Step 5 - Once we have identified the ESXi hosts that are impacted by Intel Sightin (See step 2), we need to create a text file that contains the Hostname/IP of ESXi hosts (one on each line) that we wish to remediate. This will then be used as an input to the remediation function. In the example here, I have a single host to remediate and have added its name to a file that I have called "affected_hosts".txt (it can be named anything).
Note: The remediation does NOT require the ESXi host to reboot for the changes to go into effect, but you may still want to consider following standard procedures of putting the host into Maintenance Mode if you wish to control when VMs will see the masked instruction which will require a VM power cycle (OS restart is not sufficient).
To apply the remediation, you will use the "Set-IntelSightingsWorkaround" function which has a single mandatory parameter called AffectedHostList. Below is a screenshot of running the function and the remediation is fairly quick as it is merely appending a single string to the /etc/vmware/config configuration file. After the remediation has completed, we can then use the "Get-Esxconfig" function to confirm that we have added the masked CPU instruction to the ESXi host as shown in screenshot below.
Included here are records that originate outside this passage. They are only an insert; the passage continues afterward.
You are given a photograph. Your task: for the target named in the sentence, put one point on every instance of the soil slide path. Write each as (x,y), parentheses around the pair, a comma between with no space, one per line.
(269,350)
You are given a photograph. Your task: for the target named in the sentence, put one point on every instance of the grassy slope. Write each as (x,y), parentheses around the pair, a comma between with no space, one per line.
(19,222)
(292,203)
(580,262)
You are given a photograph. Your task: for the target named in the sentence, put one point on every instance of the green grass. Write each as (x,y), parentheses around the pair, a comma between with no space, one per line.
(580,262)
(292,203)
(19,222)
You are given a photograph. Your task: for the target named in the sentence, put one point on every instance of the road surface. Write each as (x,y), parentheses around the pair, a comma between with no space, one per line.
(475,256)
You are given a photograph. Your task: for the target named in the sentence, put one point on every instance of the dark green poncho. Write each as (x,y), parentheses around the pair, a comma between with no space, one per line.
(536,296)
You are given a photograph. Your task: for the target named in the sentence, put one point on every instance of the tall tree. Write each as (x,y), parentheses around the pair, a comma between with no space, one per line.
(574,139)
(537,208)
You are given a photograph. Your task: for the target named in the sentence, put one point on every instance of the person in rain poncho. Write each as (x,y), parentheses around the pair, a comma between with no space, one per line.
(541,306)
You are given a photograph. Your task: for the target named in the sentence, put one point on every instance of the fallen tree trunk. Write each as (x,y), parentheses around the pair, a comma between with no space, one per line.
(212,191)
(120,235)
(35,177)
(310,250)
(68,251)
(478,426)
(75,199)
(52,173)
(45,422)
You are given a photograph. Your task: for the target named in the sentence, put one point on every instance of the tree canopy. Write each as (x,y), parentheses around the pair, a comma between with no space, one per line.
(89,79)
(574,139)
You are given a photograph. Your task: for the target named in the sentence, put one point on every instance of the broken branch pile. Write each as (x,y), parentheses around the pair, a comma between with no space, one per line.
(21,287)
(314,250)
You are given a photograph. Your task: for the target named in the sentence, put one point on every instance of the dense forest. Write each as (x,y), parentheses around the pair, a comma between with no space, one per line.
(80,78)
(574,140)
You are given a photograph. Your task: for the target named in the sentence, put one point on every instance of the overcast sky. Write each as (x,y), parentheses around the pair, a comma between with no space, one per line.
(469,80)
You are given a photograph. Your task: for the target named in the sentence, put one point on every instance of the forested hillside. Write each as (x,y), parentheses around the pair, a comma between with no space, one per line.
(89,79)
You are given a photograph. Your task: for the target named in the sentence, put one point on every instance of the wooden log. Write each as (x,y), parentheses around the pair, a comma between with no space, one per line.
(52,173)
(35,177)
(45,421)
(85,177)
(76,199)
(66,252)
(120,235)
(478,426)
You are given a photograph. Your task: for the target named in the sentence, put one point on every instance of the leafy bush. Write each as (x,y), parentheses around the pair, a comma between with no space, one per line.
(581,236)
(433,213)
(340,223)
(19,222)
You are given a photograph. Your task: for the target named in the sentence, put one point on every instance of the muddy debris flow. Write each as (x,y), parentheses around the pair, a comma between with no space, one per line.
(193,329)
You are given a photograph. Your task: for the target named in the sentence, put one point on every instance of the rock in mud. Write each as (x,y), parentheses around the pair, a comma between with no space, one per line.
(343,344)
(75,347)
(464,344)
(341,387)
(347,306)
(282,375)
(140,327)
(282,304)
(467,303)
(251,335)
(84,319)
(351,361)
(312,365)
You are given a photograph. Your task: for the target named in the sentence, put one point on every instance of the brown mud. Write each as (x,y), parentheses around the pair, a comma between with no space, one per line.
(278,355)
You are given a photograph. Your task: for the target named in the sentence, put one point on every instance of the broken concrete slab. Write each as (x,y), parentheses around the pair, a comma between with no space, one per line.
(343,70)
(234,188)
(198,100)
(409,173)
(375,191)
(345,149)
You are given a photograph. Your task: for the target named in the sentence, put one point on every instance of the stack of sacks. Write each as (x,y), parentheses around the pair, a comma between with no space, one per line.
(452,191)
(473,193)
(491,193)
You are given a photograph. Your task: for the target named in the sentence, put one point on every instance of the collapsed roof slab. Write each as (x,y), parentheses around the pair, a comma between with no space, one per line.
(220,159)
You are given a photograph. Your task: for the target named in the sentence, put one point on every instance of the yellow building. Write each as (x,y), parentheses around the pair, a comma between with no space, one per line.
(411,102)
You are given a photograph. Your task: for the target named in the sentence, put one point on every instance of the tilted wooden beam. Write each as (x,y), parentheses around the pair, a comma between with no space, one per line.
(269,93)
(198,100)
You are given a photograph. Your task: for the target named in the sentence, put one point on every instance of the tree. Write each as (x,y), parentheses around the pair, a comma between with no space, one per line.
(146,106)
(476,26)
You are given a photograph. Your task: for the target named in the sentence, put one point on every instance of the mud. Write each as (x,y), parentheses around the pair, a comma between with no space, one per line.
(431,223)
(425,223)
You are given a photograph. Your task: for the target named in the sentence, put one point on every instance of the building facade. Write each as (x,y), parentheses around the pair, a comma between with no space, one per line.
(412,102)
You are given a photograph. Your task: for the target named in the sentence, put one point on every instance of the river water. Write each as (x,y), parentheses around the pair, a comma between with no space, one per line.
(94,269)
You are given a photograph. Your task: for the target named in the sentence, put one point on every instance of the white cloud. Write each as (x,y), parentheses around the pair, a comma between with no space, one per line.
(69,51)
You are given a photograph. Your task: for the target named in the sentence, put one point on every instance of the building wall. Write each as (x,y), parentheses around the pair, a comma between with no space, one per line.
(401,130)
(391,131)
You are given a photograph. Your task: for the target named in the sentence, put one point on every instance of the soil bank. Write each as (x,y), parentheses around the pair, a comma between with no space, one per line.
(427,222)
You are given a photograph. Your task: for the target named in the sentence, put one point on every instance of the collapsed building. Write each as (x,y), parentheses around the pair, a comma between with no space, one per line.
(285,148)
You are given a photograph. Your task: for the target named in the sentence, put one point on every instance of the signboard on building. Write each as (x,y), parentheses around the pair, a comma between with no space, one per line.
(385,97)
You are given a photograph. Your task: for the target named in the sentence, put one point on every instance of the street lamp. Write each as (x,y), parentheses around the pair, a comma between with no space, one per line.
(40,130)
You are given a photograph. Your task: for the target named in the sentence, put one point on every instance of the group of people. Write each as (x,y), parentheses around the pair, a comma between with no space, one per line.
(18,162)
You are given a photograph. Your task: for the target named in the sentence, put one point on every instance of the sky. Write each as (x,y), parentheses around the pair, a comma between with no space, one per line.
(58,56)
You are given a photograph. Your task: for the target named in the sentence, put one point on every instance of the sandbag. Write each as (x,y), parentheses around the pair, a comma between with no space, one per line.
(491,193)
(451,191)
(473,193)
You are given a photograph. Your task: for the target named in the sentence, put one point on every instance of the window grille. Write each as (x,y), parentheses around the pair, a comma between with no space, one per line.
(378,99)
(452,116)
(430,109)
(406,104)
Step 6 - As the KB mentions, for the changes to go into affect, you will need to perform a complete power cycle of your VMs before they can see the new masked CPU instructions. If you recall earlier, I had a VM called TestVM-03 which saw the three new CPU instructions. If we power cycle the VM and re-run the "Verify-ESXiMicrocodePatchAndVM" function against our VM, we should now see that the three CPU instructions have been properly masked away as shown in the screenshot below.
When it is time to remove the workaround, the process is also very straight forward as well. You can use the "Remove-IntelSightingsWorkaround" function which also accepts a list of ESXi hosts to remediate. Once the remediation has completed and you wish to expose the new CPU instructions to the VMs, you will also need to power cycle the VMs for CPU instructions to be unmasked.